Je pense que sept, c’est encore trop peu. « Laïcité » est un concept et, comme tout concept, il doit accepter de nombreuses définitions. Ce n’est pas grave, à condition de le savoir.
[1] Vincent Genin, Histoire intellectuelle de la laïcité. De 1905 à nos jours, Paris, PUF, 2024, 345 pp. Le livre contient un index des noms cités d’où on peut voir la place incontournable de Jean Baubérot.
[2] Dans sa recension du livre dans Le Monde du 8 mars 2024, Roger-Pol Droit constate que « Des choix personnels orientent plus d’une fois les analyses de l’historien, que l’on aurait voulu plus distant »

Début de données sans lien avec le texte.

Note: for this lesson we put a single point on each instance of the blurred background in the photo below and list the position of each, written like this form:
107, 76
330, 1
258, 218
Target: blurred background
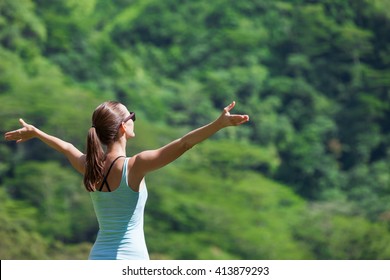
307, 178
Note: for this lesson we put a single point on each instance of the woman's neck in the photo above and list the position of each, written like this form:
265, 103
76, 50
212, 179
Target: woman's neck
116, 149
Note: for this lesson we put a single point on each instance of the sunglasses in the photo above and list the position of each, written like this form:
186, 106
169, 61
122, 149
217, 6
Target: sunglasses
130, 117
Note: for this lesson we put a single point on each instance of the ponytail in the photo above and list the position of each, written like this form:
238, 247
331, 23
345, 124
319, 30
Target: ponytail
105, 122
94, 161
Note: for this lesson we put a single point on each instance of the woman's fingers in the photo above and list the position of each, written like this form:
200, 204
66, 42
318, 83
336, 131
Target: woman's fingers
229, 107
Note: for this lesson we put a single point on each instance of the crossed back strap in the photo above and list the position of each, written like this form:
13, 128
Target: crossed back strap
108, 172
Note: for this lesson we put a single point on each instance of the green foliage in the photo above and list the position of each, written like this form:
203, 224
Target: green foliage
312, 75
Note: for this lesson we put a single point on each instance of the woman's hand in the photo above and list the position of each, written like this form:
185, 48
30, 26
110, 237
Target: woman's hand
227, 119
23, 134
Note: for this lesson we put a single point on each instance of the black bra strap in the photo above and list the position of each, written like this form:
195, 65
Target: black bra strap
105, 177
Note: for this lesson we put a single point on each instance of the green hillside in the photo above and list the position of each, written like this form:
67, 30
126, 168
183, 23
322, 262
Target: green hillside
307, 178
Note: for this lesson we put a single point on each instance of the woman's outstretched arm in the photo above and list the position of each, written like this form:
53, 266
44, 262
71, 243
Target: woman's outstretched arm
147, 161
27, 132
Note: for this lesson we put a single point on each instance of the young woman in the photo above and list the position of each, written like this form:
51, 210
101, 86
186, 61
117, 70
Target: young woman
116, 182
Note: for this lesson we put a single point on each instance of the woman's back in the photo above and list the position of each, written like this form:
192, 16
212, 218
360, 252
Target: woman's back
120, 214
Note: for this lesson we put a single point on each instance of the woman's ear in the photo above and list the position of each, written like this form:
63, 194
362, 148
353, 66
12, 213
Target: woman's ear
122, 128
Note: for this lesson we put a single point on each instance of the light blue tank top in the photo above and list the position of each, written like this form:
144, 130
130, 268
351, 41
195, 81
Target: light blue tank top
120, 215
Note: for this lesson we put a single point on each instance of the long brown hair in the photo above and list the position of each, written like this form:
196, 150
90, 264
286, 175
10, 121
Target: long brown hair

[3] Je ne suis pas spécialement en dévotion vis-à-vis de ces nombreuses conventions. Vincent Genin explique dans son livre que lors de la confection de la Convention internationale des droits de l’homme juste après la Seconde guerre mondiale, il s’en est fallu de peu qu’elle ne contienne une référence explicite à Dieu. Seuls quatre pays s’y sont opposés : l’URSS, la France, l’Equateur et la Belgique.
[4] P. 205, Vincent Genin s’embrouille un peu : Albert Bastenier et Felice Dassetto enseignent à l’UCL et non à l’ULB.
[5] Interview par Gaétan Supertino, Le Monde du 19 mars 2024.